We consider the Galerkin boundary element method (BEM) for weakly-singular integral equations of the first-kind in 2D. We analyze some residual-type a posteriori error estimator which provides a lower as well as an upper bound for the unknown Galerkin BEM error. The required assumptions are weak and allow for piecewise smooth parametrizations of the boundary, local mesh-refinement, and related standard piecewise polynomials as well as NURBS. In particular, our analysis gives a first contribution to adaptive BEM in the frame of isogeometric analysis (IGABEM), for which we formulate an adaptive algorithm which steers the local mesh-refinement and the multiplicity of the knots.
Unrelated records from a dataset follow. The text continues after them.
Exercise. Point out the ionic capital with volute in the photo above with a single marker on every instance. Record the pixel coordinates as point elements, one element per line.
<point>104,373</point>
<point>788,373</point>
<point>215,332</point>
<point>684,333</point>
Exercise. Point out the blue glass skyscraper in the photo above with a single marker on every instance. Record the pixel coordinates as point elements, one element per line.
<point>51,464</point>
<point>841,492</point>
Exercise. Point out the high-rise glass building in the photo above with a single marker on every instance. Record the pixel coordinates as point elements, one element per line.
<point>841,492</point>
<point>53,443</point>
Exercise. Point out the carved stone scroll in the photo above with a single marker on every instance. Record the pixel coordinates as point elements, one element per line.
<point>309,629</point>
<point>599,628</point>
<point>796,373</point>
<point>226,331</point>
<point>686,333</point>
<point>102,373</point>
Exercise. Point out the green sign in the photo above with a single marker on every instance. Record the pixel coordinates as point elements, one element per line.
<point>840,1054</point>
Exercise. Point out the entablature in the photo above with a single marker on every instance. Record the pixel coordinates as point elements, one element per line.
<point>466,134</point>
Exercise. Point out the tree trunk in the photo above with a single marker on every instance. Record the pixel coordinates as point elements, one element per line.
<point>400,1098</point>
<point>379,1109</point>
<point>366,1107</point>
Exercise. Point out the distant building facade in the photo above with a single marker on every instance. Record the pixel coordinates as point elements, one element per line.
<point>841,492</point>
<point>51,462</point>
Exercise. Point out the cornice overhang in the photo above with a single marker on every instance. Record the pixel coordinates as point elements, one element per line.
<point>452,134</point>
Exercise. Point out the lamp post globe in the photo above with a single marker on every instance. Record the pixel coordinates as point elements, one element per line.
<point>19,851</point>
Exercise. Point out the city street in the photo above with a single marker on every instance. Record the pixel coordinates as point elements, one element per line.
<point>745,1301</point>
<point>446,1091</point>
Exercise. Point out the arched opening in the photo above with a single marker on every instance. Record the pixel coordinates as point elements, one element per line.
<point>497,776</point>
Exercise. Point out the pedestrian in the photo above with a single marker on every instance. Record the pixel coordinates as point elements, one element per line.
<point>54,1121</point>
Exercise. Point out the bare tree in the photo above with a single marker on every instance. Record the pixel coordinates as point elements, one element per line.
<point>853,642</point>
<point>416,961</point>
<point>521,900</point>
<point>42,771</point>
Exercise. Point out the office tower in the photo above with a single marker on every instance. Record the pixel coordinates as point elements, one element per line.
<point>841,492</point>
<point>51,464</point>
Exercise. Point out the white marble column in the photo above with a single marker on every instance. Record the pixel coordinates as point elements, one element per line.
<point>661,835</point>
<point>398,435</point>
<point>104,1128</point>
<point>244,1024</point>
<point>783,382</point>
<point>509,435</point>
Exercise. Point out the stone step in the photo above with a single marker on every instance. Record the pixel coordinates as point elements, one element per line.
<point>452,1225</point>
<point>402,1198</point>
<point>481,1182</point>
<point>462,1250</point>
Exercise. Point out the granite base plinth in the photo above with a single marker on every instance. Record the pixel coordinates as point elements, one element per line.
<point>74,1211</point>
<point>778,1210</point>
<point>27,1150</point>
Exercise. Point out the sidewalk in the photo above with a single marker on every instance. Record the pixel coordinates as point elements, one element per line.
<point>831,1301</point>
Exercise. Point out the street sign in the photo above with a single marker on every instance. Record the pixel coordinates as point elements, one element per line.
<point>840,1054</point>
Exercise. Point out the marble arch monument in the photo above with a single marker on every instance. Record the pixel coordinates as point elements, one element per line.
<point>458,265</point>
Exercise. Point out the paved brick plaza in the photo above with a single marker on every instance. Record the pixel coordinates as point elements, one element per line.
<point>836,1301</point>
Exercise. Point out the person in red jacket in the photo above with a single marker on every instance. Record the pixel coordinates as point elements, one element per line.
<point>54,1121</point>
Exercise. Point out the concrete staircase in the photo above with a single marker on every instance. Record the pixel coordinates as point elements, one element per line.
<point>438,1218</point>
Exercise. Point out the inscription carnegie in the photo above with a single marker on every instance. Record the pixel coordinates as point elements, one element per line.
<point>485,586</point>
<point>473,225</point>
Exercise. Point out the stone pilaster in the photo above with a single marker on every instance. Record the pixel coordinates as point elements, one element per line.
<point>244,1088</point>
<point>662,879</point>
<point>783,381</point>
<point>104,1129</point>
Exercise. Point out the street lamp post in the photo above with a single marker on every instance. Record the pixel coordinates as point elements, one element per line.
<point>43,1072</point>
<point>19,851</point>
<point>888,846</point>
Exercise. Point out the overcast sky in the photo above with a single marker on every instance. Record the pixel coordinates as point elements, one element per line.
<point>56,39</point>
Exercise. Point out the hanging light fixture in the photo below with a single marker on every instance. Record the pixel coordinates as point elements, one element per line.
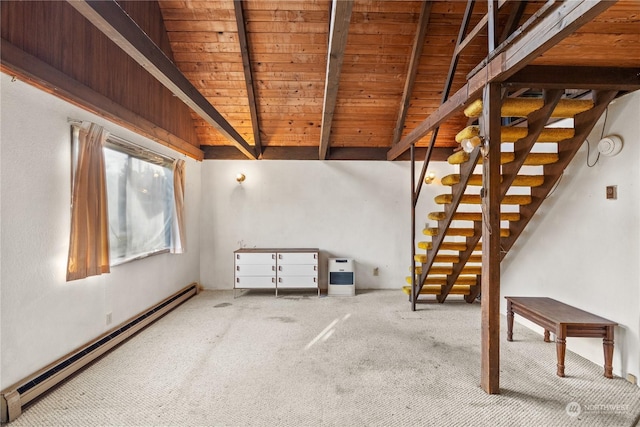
<point>428,179</point>
<point>469,144</point>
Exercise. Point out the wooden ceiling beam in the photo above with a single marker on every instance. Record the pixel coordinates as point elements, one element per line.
<point>416,54</point>
<point>551,29</point>
<point>38,73</point>
<point>340,19</point>
<point>248,75</point>
<point>517,10</point>
<point>575,77</point>
<point>226,152</point>
<point>116,24</point>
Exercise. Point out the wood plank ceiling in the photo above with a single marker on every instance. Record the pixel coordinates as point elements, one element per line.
<point>286,54</point>
<point>298,80</point>
<point>287,49</point>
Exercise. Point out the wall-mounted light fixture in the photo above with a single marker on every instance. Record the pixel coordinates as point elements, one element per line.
<point>610,145</point>
<point>469,144</point>
<point>428,179</point>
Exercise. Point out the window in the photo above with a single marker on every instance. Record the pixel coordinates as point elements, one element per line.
<point>140,196</point>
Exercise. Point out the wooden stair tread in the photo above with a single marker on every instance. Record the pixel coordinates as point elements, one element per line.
<point>437,290</point>
<point>448,269</point>
<point>522,107</point>
<point>532,159</point>
<point>456,231</point>
<point>442,280</point>
<point>475,199</point>
<point>512,134</point>
<point>448,246</point>
<point>476,180</point>
<point>472,216</point>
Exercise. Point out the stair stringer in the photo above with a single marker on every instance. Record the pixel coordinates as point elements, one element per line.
<point>583,124</point>
<point>458,191</point>
<point>536,121</point>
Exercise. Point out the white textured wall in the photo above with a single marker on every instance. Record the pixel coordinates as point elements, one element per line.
<point>583,249</point>
<point>346,209</point>
<point>44,317</point>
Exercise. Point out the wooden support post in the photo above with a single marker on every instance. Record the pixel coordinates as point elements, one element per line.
<point>414,292</point>
<point>490,285</point>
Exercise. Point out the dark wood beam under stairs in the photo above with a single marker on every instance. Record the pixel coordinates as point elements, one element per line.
<point>490,282</point>
<point>546,30</point>
<point>248,75</point>
<point>338,32</point>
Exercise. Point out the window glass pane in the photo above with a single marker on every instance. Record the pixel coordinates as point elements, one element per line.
<point>140,206</point>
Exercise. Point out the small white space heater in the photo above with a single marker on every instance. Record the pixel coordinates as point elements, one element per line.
<point>342,280</point>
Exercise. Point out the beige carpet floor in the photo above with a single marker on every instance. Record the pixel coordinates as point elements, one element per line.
<point>300,360</point>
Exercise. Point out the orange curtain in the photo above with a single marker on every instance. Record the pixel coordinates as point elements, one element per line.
<point>89,240</point>
<point>178,233</point>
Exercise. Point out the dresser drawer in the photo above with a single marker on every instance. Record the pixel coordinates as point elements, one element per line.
<point>265,282</point>
<point>297,270</point>
<point>297,258</point>
<point>255,270</point>
<point>255,258</point>
<point>294,282</point>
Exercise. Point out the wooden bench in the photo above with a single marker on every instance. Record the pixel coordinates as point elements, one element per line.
<point>564,321</point>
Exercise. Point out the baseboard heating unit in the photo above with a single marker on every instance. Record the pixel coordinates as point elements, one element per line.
<point>15,397</point>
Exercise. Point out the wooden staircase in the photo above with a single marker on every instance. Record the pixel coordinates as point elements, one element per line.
<point>533,158</point>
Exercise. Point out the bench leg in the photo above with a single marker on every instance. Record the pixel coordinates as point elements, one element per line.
<point>561,346</point>
<point>509,321</point>
<point>607,343</point>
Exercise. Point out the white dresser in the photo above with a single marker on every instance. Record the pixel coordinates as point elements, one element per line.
<point>268,268</point>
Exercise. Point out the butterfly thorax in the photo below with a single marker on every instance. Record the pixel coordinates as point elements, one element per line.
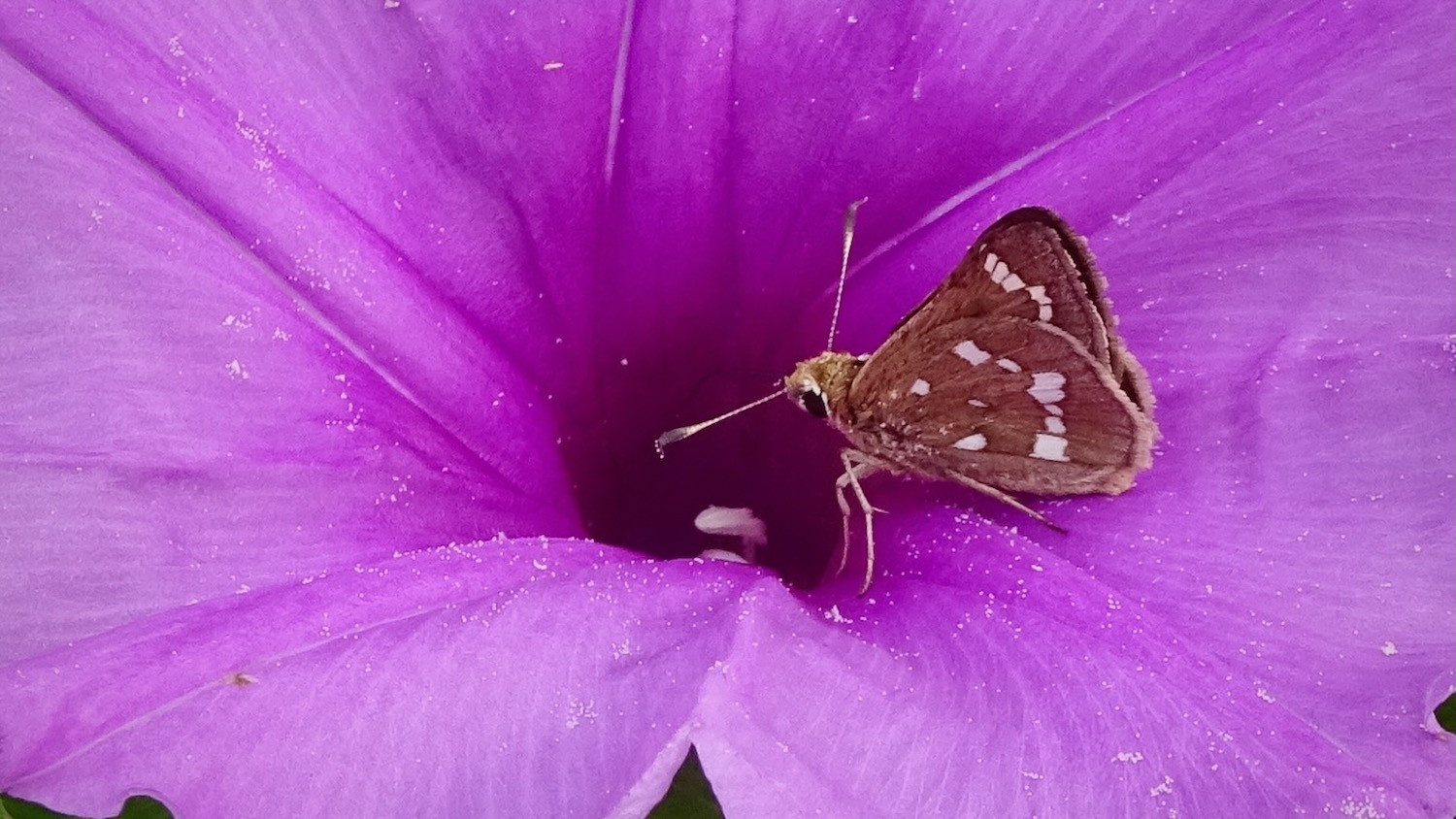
<point>821,386</point>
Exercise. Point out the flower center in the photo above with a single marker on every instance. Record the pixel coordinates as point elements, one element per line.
<point>775,460</point>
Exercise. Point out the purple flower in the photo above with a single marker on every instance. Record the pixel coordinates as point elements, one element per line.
<point>334,341</point>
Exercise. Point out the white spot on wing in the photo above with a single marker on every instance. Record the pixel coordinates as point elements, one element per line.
<point>1045,387</point>
<point>972,442</point>
<point>969,351</point>
<point>1050,448</point>
<point>1039,294</point>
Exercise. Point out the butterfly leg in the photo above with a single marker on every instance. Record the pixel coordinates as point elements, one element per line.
<point>858,466</point>
<point>1004,498</point>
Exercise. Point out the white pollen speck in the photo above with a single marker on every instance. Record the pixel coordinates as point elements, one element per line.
<point>1129,757</point>
<point>1050,448</point>
<point>972,442</point>
<point>1045,387</point>
<point>969,351</point>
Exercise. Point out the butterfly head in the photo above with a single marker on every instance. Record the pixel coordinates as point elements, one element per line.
<point>820,384</point>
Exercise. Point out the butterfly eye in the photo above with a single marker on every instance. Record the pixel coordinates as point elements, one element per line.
<point>812,401</point>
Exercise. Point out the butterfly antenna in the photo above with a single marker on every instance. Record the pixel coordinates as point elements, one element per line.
<point>675,435</point>
<point>844,268</point>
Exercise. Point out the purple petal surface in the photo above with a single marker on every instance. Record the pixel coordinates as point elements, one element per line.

Numerical experiments underline the theoretical findings and show that the proposed adaptive strategy leads to optimal convergence.

中文翻译：

---

弱奇异积分方程的自适应 IGA 边界元方法的可靠且高效的后验误差估计

我们考虑二维第一类弱奇异积分方程的伽辽金边界元法（BEM）。我们分析了一些残差型后验误差估计器，它为未知的 Galerkin BEM 误差提供了下限和上限。所需的假设很弱，并且允许边界的分段平滑参数化、局部网格细化以及相关的标准分段多项式以及 NURBS。特别是，我们的分析对等几何分析（IGABEM）框架中的自适应边界元法做出了第一个贡献，为此我们制定了一种自适应算法来控制局部网格细化和结的多重性。数值实验强调了理论发现，并表明所提出的自适应策略可以实现最优收敛。